Generally, I think you are on the right track. Features and solutions are a must. I would stay away from VSeWSS, its buggy and clunky and generally terrible if you are trying to do anything complex. It tries to be so smart, that it leaves you no control.
That said, it really depends on what you are trying to do. If you are going to build a solution to deploy to the GAC with one assembly, and only building features supported by vsewss you may be fine.
If however, you want to develop, say a timer job wiring that into the VSeWSS feature framework gets tough. Also, if you need multiple assemblies in the solution. YMMV, but I had to junk it and find of a more flexible solution (hello NANT).
A lot of the work you will end up doing is building and checking, and re-checking XML configuration files. Bookmark the Feature Schema reference page on MSDN, you will be spending a lot of time going through it.
Finally, yes, if you have all of the parts packaged as features you should be able to develop a nice install script. Ultimately the script will need to call the STSADM (there are some really nice STSADM extensions here) commands necessary to create the site structure, add & deploy the solution & activate the features. You can start with a batch file, and get as complicated as you want.
Personally I don't find that creating a site definition is really that useful for the sites I have built. They can be very tricky to set up, because of their complex nature.
What I do is use the standard Publishing Site and then using features to add my additional componets (deployed via a SharePoint solution).
You can use Feature Stapling to connect up the feature to the Publishing Site creation.
I've also just done a blog post on how to programmatically modify the workflow which is created by default: http://www.aaron-powell.com/blog/february-2009/programmatically-modifying-sharepoint-workflows.aspx (that also has a link in the comments off to the Feature Stapling concept).
Then I use a combination of SharePoint Solution Installer (http://www.codeplex.com/sharepointinstaller) and batch files to install the components. SSI for all the SharePoint database level installs and batch files for the file system stuff.
Adding another answer, because I have more than 300 characters worth of stuff to say :(
RE: SharePoint solutions generator, again I would say your mileage may vary.
The biggest issue with SharePoint dev is managing all of the "magic strings" across the various configuration files.
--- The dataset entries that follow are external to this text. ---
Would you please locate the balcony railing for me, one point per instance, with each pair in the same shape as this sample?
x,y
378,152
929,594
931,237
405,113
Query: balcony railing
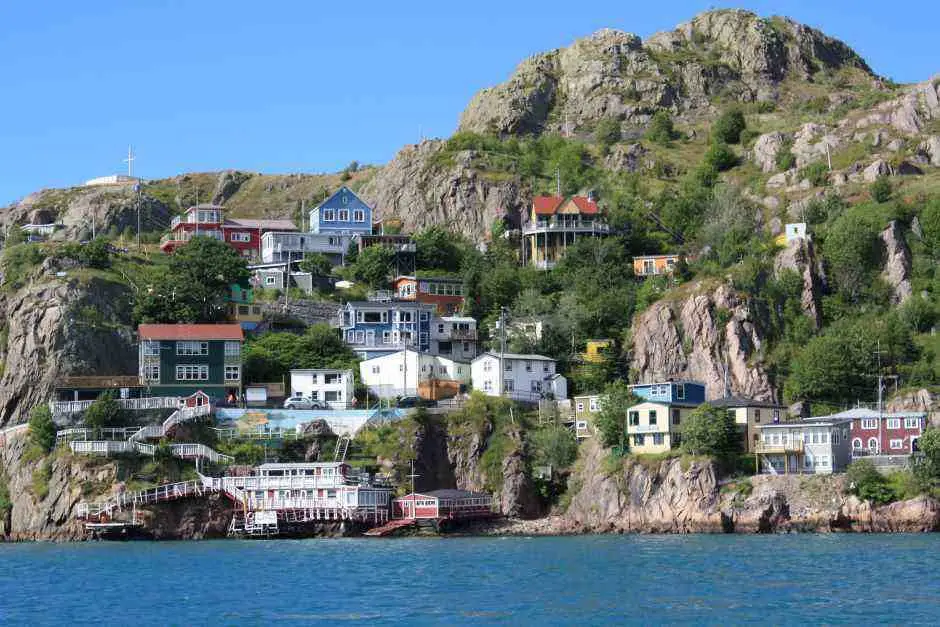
x,y
578,226
781,447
GUIDs and Fully Qualified Assembly names are the spit and glue that hold the whole thing together, and although it all makes sense its very difficult to manage.
The current crop of tool all try and alleviate the complexity of managing these things, but they require that you work in a certain way, so the tool knows how to inject the appropriate plumbing.
If you plan on doing a lot of work with SharePoint it really behooves you too learn to manage the plumbing yourself. Its painful up front, but really pays dividends.
Basically, I suggest you spend your time learning the platform and not the tools. Once you know the platform, using the tools will be much easier.
If you are doing this as a one-off engagement and just want to get it done, I'm sure you can get any of the tools you've mentioned to do the trick.
I would agree with the use of the out of the box publishing site definition, and then customizing it using Site Collection features (Master Page, Page Layouts, CSS) and site features (create lists, pages, sub sites, defining master pages of sites, etc...).
Feature stapling is great when you want to customize new sites (allow user to create new sites) of well known site templates, like customize the "My Site" look and feel. In this case I don’t think its very useful.
As a tool to help this task, I personally use STSDEV (http://www.codeplex.com/stsdev) to help in creating, programming, debugging and deploying my Sharepoint solutions.
First it creates a good project for Visual Studio (clean, or with some nice "starting point" definitions). Then it includes some “build configurations” that really helps with install, deploy and upgrade in the development machine.